Minivan upended: Who’s at fault?

minivan plunged into an excavated site

— Photo from Joel Willsey
Berne Supervisor Sean Lyons gave this photograph to Councilman Joel Willsey, Willsey said, soon after a minivan plunged into an excavated site on Bridge Road.

BERNE — On Thursday morning, Aug. 1, a 71-year-old Middleburgh woman was driving west on Bridge Road in Berne when she saw a “road closed” sign ahead, according to a police report.

The woman, Joann Hotaling, continued past the sign and drove into a deep excavated hole, her Kia Sorento landing on its nose, the report said.
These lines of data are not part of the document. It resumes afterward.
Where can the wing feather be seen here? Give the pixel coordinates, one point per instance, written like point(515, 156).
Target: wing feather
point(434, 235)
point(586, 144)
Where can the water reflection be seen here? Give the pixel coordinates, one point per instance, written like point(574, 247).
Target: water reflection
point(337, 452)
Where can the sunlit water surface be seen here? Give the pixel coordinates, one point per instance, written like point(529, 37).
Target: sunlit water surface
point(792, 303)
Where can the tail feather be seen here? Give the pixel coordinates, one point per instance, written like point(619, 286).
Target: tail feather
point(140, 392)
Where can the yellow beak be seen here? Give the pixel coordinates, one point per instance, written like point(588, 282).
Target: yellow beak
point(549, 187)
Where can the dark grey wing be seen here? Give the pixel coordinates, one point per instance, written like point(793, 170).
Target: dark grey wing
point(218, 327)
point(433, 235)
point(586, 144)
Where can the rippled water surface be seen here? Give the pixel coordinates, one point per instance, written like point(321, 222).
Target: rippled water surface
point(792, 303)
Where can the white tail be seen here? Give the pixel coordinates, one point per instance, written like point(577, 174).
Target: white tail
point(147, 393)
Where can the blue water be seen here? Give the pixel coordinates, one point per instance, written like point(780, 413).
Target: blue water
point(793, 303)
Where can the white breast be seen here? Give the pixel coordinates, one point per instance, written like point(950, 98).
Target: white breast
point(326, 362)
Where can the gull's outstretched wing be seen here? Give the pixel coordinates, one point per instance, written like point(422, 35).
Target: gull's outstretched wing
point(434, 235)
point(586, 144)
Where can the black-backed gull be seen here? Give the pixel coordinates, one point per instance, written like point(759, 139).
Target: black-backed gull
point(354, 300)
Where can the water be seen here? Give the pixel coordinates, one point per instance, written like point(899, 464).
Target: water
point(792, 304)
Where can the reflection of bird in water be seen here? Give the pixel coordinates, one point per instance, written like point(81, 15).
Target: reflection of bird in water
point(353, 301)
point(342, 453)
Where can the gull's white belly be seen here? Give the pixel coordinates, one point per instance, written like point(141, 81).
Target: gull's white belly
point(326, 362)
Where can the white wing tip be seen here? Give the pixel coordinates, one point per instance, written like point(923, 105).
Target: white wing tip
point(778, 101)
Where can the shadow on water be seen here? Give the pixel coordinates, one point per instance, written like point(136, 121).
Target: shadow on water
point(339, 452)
The hole had been excavated by the Berne Highway Department for road repairs.

Further, the police report says she “stated the sun created a glare in the roadway … she did not see the gap in the roadway being repaired by construction, and drove directly into the section of the roadway that was missing.”

Berne Highway Superintendent Randy Bashwinger maintains that the highway department followed the proper protocol when closing the section of Bridge Road, and says that Hotaling admitted fault.

 Hotaling adamantly told The Enterprise that she did not admit fault.

“I just want to say, I hope they learned their lesson,” Hotaling said, of the highway department.

Hotaling has driven on Bridge Road before, she told The Enterprise on Wednesday. On Aug. 1, she was driving to Albany to pick up her daughter from the dentist’s office, she said.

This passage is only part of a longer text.